Nei periodo tra il 1447 e il 1860 il Circondario di Novi appartenne sempre alla Repubblica di Genova prima, e alla Divisione amministrativa di Genova poi; persino il trattato di Vienna (del 1814), pur decretando l'annessione della Repubblica di Genova allo stato sardo piemontese, stabilì che i territori genovesi dovessero essere tenuti in un regime di amministrazione assolutamente autonomo e che nessun Comune poteva essere smembrato o assegnato ad altra giurisdizione.
Non sono solo queste ragioni storiche, ma altre specialmente economiche ed antiche che stanno alla base dello stretto legame con il capoluogo ligure.

Gli anni 1865,1872,1908, videro perciò le popolazioni di questi Comuni farsi promotrici di rivendicazioni presso le autorità, che rimasero sempre senza esito alcuno.
A qualcosa sembrò si giungesse nel 1909, quando persino la Deputazione di Alessandria, sollecitata dalle pressioni dei Comuni del Mandamento di Gavi Ligure, espresse il suo parere favorevole alla loro ricongiunzione a Genova:

"..se un gruppo della nostra consociazione provinciale di Alessandria si trova a disagio tra noi, non gli deve essere tolto il modo di migliorare le proprie sorti"

i sindaci del Mandamento di Gavi riuniti in assemblea nei 1923 affermavano solennemente:
"Tutte le popolazioni del Mandamento di Gavi, malgrado il lungo periodo di forzata annessione alla Provincia di Alessandria, hanno sempre conservato il proprio carattere schiettamente ligure, per idioma, ragioni etniche, tradizioni storiche, politiche e anche religiose; tutti i loro interessi agricoli, industriali e commerciali convergono su Genova; tutte le comunicazioni sono molto più facili e più frequenti con Genova che con Alessandria; genovesi o liguri sono tutti quanti i proprietari di terreni e fabbricati del Mandamento; tutti i lavoratori dei Mandamento affluiscono per ragioni di lavoro agli stabilimenti industriali di Genova e Liguria; mentre nessuno si reca a lavorare ad Alessandria. Nessuna ragione, quindi, potrebbe accamparsi dalla provincia di Alessandria, per opporsi ai giusto desiderio di queste popolazioni".

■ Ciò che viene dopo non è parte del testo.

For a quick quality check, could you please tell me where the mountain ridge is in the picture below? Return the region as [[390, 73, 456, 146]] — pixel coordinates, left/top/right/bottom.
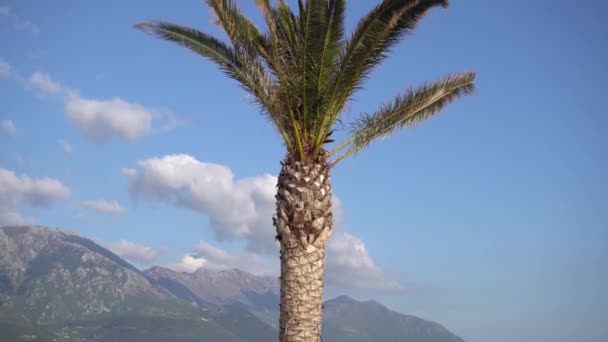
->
[[0, 226, 463, 342]]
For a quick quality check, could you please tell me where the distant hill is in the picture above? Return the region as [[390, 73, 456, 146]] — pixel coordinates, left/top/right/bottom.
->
[[323, 296, 464, 342], [0, 226, 463, 342]]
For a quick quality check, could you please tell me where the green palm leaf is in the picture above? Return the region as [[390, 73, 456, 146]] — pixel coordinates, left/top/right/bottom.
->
[[332, 72, 475, 164]]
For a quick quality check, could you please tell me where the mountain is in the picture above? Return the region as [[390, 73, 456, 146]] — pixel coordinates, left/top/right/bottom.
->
[[144, 266, 279, 328], [144, 266, 464, 342], [323, 296, 464, 342], [0, 226, 463, 342], [0, 226, 276, 342]]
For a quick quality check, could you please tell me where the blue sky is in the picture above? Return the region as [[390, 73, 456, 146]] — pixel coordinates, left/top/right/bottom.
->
[[0, 0, 608, 342]]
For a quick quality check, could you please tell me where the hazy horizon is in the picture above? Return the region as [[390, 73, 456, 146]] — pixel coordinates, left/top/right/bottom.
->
[[0, 0, 608, 342]]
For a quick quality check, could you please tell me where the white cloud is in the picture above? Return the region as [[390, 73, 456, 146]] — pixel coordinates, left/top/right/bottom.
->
[[182, 241, 279, 275], [57, 139, 74, 153], [20, 71, 180, 144], [0, 120, 17, 135], [171, 254, 207, 273], [0, 208, 35, 226], [0, 168, 70, 224], [123, 154, 400, 290], [0, 57, 11, 78], [325, 232, 402, 290], [104, 240, 160, 265], [65, 94, 154, 143], [28, 71, 67, 95], [123, 154, 277, 253], [82, 200, 127, 215]]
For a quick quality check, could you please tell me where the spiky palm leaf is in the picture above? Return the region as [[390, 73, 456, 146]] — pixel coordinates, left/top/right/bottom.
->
[[136, 0, 475, 165]]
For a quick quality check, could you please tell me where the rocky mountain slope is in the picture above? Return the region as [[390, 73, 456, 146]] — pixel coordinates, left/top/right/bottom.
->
[[323, 296, 464, 342], [0, 226, 462, 342]]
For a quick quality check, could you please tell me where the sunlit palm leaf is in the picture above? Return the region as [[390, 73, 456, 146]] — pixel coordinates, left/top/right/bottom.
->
[[336, 72, 475, 162]]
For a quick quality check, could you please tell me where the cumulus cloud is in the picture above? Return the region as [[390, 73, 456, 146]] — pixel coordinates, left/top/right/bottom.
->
[[57, 139, 74, 154], [325, 232, 402, 290], [22, 72, 178, 144], [123, 154, 277, 253], [104, 240, 160, 265], [0, 168, 70, 224], [172, 241, 279, 275], [65, 93, 154, 143], [171, 254, 207, 273], [82, 200, 127, 215], [27, 71, 67, 95], [0, 120, 17, 135], [123, 154, 400, 290], [0, 57, 11, 78]]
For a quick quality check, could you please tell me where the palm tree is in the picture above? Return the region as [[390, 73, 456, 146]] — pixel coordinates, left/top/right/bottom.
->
[[135, 0, 475, 342]]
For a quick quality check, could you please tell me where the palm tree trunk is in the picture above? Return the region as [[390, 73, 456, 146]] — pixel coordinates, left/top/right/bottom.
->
[[274, 160, 333, 342]]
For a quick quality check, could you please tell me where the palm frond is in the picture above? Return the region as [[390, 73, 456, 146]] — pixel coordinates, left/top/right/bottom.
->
[[332, 71, 475, 165], [135, 21, 293, 149], [323, 0, 448, 144], [207, 0, 269, 59]]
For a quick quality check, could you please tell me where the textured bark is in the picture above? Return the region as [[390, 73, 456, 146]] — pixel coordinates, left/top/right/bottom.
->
[[274, 156, 333, 342]]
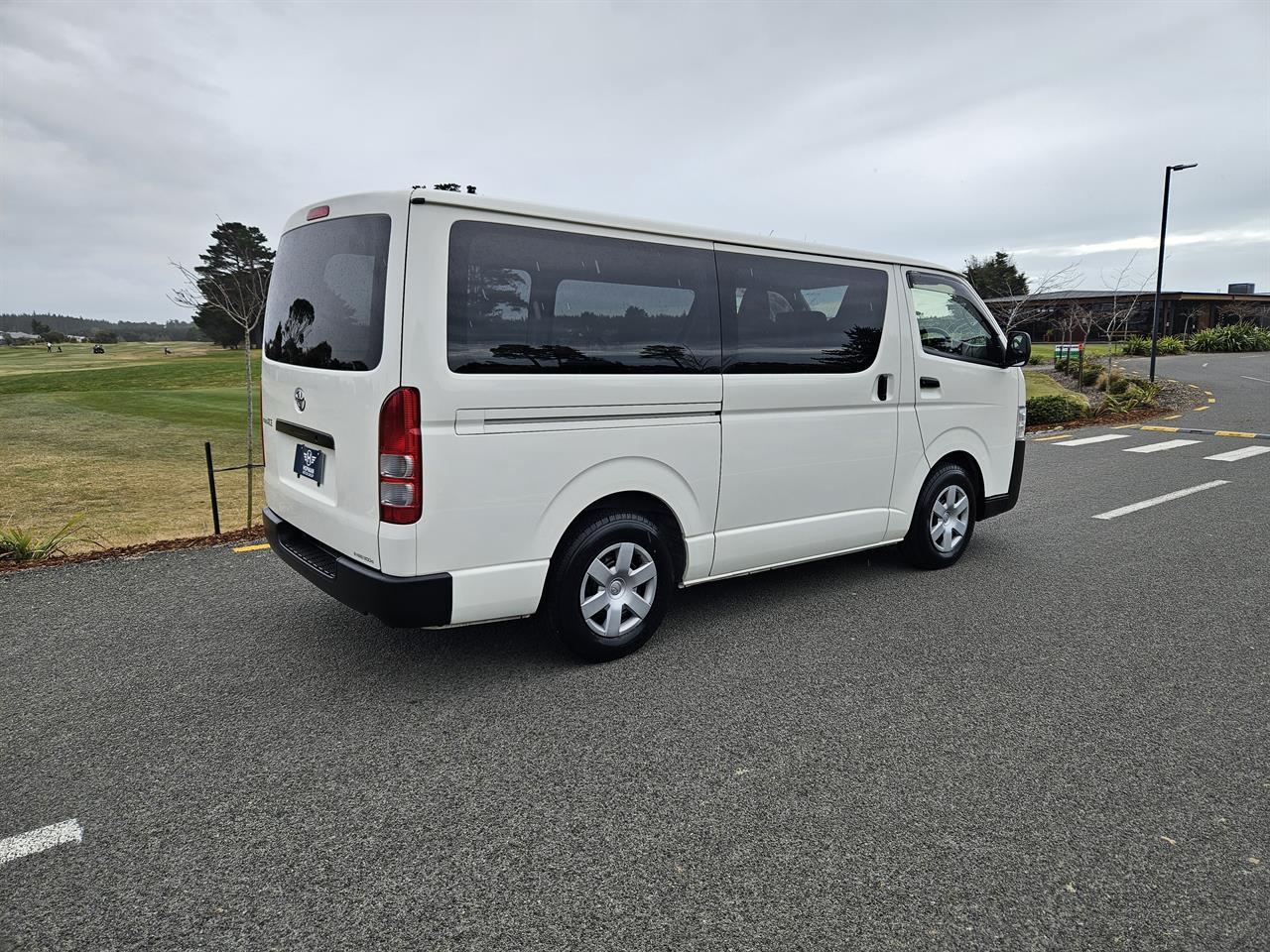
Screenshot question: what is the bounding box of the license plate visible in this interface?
[292,443,326,486]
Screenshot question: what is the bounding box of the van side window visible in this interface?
[908,272,1002,367]
[716,251,888,373]
[447,221,720,373]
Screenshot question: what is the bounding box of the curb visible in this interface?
[1138,426,1270,439]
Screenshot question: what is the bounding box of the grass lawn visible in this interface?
[0,343,264,548]
[1024,371,1083,400]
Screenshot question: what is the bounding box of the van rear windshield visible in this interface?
[264,214,391,371]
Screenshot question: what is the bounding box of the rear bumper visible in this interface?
[979,439,1028,520]
[264,508,453,629]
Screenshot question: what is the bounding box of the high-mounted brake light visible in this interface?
[378,387,423,526]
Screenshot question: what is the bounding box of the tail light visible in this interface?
[380,387,423,525]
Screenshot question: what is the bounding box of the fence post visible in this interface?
[203,443,221,536]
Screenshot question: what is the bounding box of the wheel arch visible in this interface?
[922,449,987,522]
[536,457,713,584]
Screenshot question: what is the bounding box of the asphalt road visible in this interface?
[0,355,1270,951]
[1120,353,1270,432]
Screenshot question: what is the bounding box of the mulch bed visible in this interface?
[0,526,264,575]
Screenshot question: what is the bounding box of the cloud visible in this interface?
[1015,226,1270,258]
[0,0,1270,320]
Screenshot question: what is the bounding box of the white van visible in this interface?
[262,189,1030,660]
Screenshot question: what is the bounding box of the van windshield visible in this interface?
[264,214,391,371]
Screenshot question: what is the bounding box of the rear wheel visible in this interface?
[899,463,975,568]
[546,513,675,661]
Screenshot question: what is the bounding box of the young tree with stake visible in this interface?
[169,221,273,528]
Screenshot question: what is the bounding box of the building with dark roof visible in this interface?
[984,285,1270,340]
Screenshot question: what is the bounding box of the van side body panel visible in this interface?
[401,202,722,623]
[885,266,931,542]
[711,245,904,576]
[899,268,1022,512]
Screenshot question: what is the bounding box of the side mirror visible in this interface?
[1006,330,1031,367]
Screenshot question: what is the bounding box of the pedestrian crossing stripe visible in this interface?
[1204,447,1270,463]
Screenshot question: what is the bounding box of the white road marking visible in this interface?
[0,820,83,866]
[1058,432,1129,447]
[1093,480,1229,520]
[1124,439,1199,453]
[1204,447,1270,463]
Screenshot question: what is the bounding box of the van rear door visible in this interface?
[260,193,413,574]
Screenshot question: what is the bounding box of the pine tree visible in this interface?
[964,251,1029,298]
[194,221,273,346]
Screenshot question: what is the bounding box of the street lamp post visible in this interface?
[1151,163,1199,382]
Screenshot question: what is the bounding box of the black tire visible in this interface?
[899,463,978,568]
[545,512,677,661]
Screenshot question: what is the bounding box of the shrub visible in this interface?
[1093,367,1124,394]
[0,513,83,562]
[1028,394,1088,424]
[1190,323,1270,354]
[1121,334,1151,357]
[1097,380,1160,416]
[1120,334,1187,357]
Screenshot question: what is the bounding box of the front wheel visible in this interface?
[546,513,675,661]
[899,463,975,568]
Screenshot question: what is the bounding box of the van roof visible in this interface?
[286,189,955,273]
[412,189,949,272]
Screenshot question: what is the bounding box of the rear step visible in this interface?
[278,523,339,579]
[264,507,453,629]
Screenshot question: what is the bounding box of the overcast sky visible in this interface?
[0,0,1270,321]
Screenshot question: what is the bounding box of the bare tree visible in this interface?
[990,262,1080,335]
[1102,251,1156,368]
[168,242,272,528]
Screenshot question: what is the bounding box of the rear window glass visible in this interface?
[264,214,391,371]
[448,221,718,373]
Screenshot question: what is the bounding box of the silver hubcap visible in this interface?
[930,486,970,554]
[579,542,657,639]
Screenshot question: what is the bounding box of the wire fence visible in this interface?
[203,441,264,536]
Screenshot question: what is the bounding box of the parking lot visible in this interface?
[0,354,1270,949]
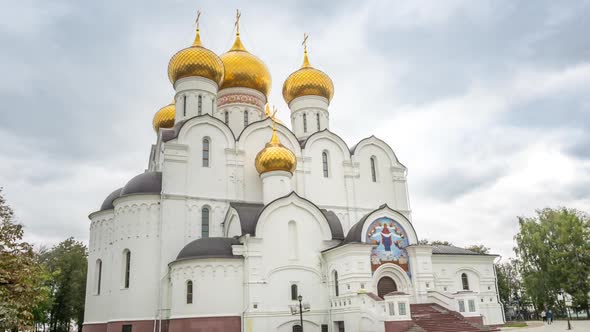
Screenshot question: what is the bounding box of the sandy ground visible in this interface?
[502,320,590,332]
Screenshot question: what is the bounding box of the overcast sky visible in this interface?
[0,0,590,257]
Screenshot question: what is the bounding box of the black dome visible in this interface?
[121,172,162,196]
[100,188,123,211]
[176,237,240,260]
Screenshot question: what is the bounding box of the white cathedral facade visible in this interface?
[84,15,504,332]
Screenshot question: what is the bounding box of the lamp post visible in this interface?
[297,295,303,332]
[559,290,572,330]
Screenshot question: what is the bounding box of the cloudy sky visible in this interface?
[0,0,590,257]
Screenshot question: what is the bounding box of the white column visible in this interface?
[260,171,293,205]
[174,76,223,123]
[289,96,330,139]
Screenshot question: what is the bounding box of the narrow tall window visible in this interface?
[315,113,320,131]
[96,259,102,295]
[203,138,209,167]
[291,284,299,301]
[197,95,203,115]
[322,151,328,178]
[201,207,209,238]
[124,250,131,288]
[461,273,469,290]
[371,156,377,182]
[186,280,193,304]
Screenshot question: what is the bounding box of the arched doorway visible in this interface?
[377,277,397,298]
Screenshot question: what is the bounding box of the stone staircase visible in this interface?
[408,303,499,332]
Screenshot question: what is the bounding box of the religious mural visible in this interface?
[366,218,410,276]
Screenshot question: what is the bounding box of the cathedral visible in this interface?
[83,15,504,332]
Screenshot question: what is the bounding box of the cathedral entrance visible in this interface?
[377,277,397,298]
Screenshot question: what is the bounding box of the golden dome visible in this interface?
[168,28,224,86]
[221,32,271,96]
[255,127,297,174]
[152,99,176,133]
[283,47,334,104]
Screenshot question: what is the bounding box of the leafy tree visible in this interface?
[514,208,590,312]
[42,238,88,332]
[465,244,490,255]
[0,188,48,331]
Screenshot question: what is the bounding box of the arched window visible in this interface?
[287,220,299,259]
[123,249,131,288]
[461,273,469,290]
[291,284,299,301]
[186,280,193,304]
[315,113,320,131]
[197,95,203,115]
[96,259,102,295]
[371,156,377,182]
[334,271,340,296]
[377,277,397,298]
[201,207,209,238]
[322,151,328,178]
[203,137,210,167]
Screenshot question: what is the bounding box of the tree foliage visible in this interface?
[514,208,590,311]
[41,238,87,332]
[0,188,49,330]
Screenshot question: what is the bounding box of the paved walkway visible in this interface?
[502,320,590,332]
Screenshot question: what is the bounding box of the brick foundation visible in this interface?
[82,316,241,332]
[385,320,414,332]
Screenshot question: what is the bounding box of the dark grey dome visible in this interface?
[100,188,123,211]
[121,172,162,196]
[176,237,240,260]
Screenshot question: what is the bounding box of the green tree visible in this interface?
[514,208,590,312]
[0,188,48,331]
[42,238,88,332]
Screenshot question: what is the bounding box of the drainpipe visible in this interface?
[492,256,506,323]
[242,234,250,332]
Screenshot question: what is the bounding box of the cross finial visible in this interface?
[195,10,201,30]
[236,9,242,35]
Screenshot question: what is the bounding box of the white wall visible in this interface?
[170,258,243,318]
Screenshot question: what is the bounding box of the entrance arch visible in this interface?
[377,277,397,298]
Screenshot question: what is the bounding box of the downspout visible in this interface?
[242,234,250,332]
[492,256,506,323]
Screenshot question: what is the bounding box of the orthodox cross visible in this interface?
[195,10,201,30]
[235,9,242,34]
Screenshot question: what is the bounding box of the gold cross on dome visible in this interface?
[195,10,201,29]
[301,32,309,51]
[235,9,242,34]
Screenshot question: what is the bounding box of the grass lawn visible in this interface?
[503,322,528,327]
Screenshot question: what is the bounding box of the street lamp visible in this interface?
[558,290,572,330]
[297,295,303,332]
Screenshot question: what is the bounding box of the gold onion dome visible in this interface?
[283,42,334,104]
[255,127,297,174]
[152,99,176,133]
[221,30,271,96]
[168,26,225,86]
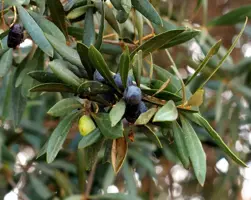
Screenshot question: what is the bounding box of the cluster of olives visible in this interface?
[93,70,147,123]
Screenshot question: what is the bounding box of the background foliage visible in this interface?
[0,0,251,200]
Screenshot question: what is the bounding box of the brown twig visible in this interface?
[10,6,17,27]
[134,33,155,44]
[7,178,30,200]
[1,0,6,30]
[103,33,116,39]
[84,158,98,199]
[103,40,136,50]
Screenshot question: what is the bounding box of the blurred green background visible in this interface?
[0,0,251,200]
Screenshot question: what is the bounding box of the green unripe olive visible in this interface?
[78,115,96,136]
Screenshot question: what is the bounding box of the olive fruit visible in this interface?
[93,70,105,83]
[7,24,24,49]
[113,73,133,90]
[124,85,142,105]
[124,101,147,123]
[78,115,96,136]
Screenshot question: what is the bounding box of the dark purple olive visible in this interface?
[113,73,133,90]
[124,101,147,123]
[7,24,24,49]
[124,85,142,105]
[93,70,106,83]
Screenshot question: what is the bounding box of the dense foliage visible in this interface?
[0,0,251,200]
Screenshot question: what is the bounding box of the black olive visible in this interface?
[7,24,24,49]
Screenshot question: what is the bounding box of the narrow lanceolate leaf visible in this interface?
[135,10,144,45]
[46,0,68,37]
[67,5,93,19]
[17,6,53,57]
[186,40,221,85]
[109,99,126,127]
[54,170,73,196]
[189,113,247,167]
[30,83,75,93]
[185,89,204,107]
[28,10,66,43]
[152,78,171,96]
[208,5,251,26]
[45,33,83,68]
[92,113,123,139]
[172,121,190,169]
[46,112,80,163]
[132,50,143,87]
[132,0,162,25]
[28,70,62,83]
[199,18,248,89]
[122,159,138,195]
[180,116,207,185]
[36,140,49,159]
[144,125,162,148]
[111,137,128,173]
[88,45,119,90]
[130,30,185,58]
[20,48,44,97]
[77,81,111,97]
[84,138,104,170]
[77,42,94,79]
[78,128,102,149]
[82,3,95,47]
[153,100,178,122]
[161,30,200,49]
[0,49,13,77]
[119,46,130,88]
[47,98,82,117]
[11,81,27,127]
[95,1,105,50]
[128,148,156,177]
[49,59,81,87]
[135,108,158,125]
[29,174,53,199]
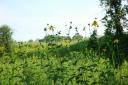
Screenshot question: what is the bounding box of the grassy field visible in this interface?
[0,42,128,85]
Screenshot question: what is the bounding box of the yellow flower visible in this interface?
[113,39,119,43]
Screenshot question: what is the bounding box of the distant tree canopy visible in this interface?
[100,0,128,37]
[73,33,83,41]
[0,25,12,53]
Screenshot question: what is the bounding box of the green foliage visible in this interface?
[0,25,12,54]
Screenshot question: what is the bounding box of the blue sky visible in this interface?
[0,0,104,41]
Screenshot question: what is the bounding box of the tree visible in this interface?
[100,0,128,64]
[73,33,83,42]
[0,25,12,53]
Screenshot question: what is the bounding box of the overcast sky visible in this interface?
[0,0,104,41]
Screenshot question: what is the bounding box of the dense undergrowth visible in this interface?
[0,42,128,85]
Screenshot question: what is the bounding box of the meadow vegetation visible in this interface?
[0,0,128,85]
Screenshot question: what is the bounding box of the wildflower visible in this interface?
[113,39,119,44]
[49,25,56,32]
[83,27,85,31]
[92,18,99,28]
[102,48,106,52]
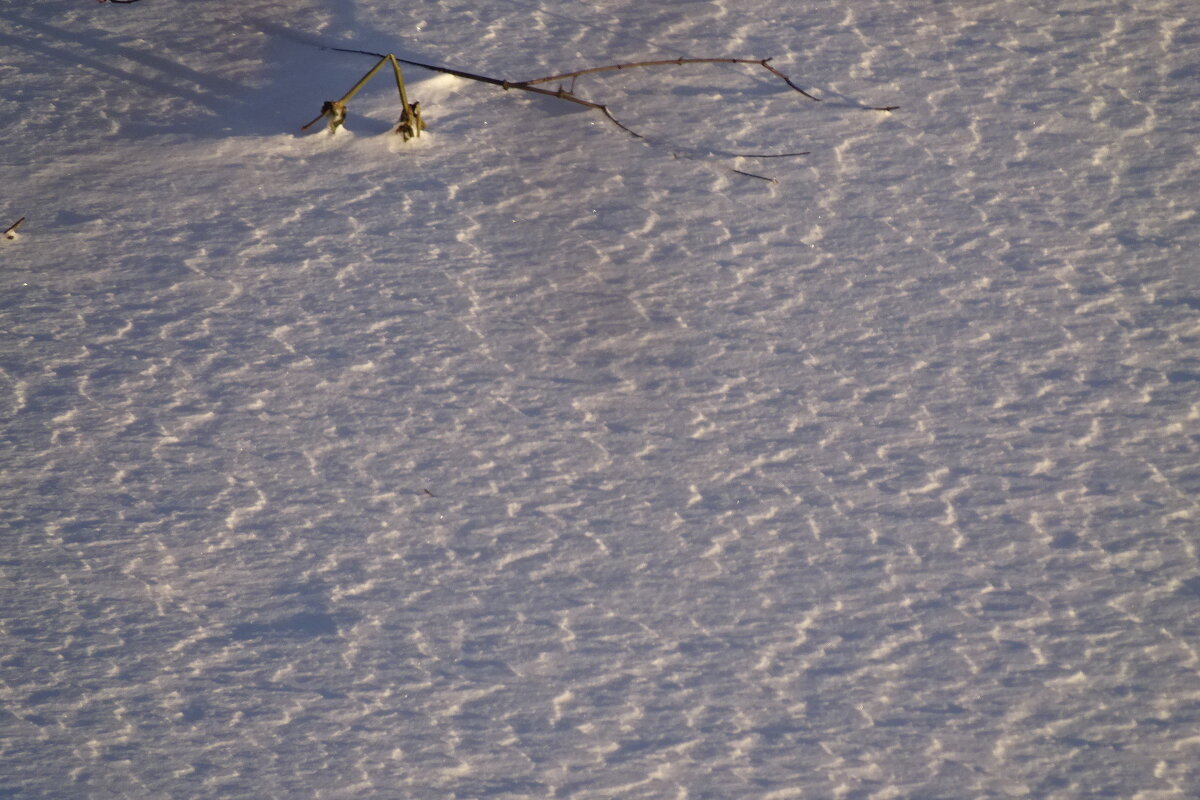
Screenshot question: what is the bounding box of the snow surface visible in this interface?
[0,0,1200,800]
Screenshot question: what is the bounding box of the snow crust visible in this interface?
[0,0,1200,800]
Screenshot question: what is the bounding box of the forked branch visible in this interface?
[301,47,899,182]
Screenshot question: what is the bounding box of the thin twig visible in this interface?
[314,47,873,184]
[0,217,25,239]
[326,47,646,139]
[521,58,761,86]
[512,58,900,112]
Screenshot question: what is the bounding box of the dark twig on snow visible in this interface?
[314,47,899,182]
[0,217,25,239]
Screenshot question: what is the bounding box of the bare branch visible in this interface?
[0,217,25,239]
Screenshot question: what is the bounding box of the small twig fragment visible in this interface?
[4,217,25,239]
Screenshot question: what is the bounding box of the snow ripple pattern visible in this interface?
[0,0,1200,800]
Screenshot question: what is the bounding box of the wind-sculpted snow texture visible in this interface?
[0,0,1200,800]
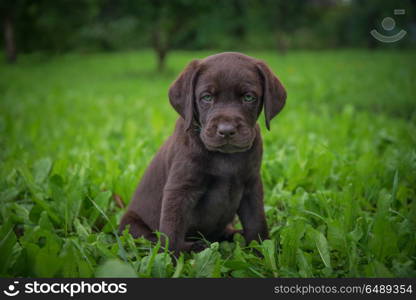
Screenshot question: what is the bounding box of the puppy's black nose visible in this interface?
[217,123,237,138]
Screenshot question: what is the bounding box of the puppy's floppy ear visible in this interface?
[257,61,286,130]
[169,60,199,130]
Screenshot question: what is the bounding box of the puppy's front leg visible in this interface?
[237,175,269,243]
[159,166,201,255]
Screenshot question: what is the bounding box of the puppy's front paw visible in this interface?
[187,241,209,253]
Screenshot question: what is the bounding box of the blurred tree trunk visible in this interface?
[3,14,17,63]
[152,26,169,72]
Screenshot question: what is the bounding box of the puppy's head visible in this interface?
[169,52,286,153]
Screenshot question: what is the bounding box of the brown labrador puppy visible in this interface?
[120,52,286,254]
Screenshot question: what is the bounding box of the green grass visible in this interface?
[0,50,416,277]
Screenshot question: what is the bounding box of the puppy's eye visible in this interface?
[243,94,256,103]
[201,94,214,102]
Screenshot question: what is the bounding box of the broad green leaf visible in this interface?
[192,242,220,277]
[279,219,305,269]
[33,157,52,184]
[95,259,137,278]
[308,228,331,268]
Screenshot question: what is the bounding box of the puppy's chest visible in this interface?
[193,176,244,232]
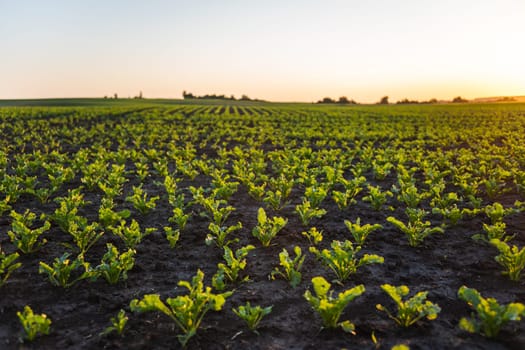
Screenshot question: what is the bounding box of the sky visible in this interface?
[0,0,525,103]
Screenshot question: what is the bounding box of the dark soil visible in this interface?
[0,106,525,350]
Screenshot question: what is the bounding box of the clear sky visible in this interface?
[0,0,525,102]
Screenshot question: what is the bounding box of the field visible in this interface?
[0,101,525,349]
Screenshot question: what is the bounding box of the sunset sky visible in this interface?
[0,0,525,102]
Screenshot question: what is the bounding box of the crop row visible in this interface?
[0,107,525,345]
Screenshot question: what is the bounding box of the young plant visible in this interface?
[432,204,466,226]
[270,246,306,288]
[100,309,129,336]
[472,221,515,242]
[376,284,441,327]
[263,190,289,211]
[490,239,525,281]
[111,219,155,249]
[295,198,326,226]
[51,189,88,233]
[38,253,97,288]
[304,276,365,334]
[65,220,104,255]
[303,185,328,209]
[483,202,516,225]
[7,209,51,254]
[232,302,272,334]
[190,187,235,226]
[126,185,160,215]
[130,270,233,347]
[168,208,190,231]
[458,286,525,338]
[16,305,51,341]
[98,197,131,228]
[301,227,323,246]
[310,240,385,282]
[386,216,444,247]
[212,245,255,290]
[344,218,383,245]
[332,176,366,210]
[0,247,22,287]
[206,222,242,249]
[95,243,136,284]
[363,185,393,210]
[164,226,180,249]
[252,208,288,247]
[397,184,430,208]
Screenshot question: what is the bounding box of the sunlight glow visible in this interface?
[0,0,525,102]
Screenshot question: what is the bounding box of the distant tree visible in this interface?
[182,90,194,100]
[452,96,468,103]
[317,97,335,103]
[396,98,419,105]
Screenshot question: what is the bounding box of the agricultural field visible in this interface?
[0,102,525,349]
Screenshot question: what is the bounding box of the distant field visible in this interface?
[0,99,525,350]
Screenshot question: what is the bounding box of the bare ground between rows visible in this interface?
[0,165,525,349]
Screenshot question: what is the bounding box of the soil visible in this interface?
[0,108,525,350]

Nel 1924, ancora, i cinque Comuni del Mandamento tornarono alla carica, forse a seguito dei decreto che stabiliva l'annessione dei Comuni di Rondanina, Fascia, Gorreto, Rovegno e Fontanigorda alla Provincia di Genova (8.7.1923); su iniziativa dei deputati genovesi venne presentata al parlamento una proposta di legge con oggetto la riannessione: la proposta fu approvata alle Camere "a votazione palese". La cosa sembrava così definitivamente e favorevolmente decisa; nei Comuni si festeggiava già, essendo ormai soltanto necessaria la formalità della votazione "a scrutinio segreto" per renderla esecutiva, quando, giunta la notizia ad Alessandria, l'allora segretario del partito fascista assieme al presidente della Provincia e ai podestà, facendo "di una questione amministrativa, quasi una questione di irredentismo politico" telegrafarono urgentemente al segretario del partito a Roma scongiurandolo di impedire "in qualunque modo" che la legge avesse esecuzione.
E la soluzione si trovò facendo semplicemente sparire dall'aula le urne per la votazione.
il provvedimento non andò così in vigore e ancora oggi questi Comuni si trovano sotto giurisdizione piemontese.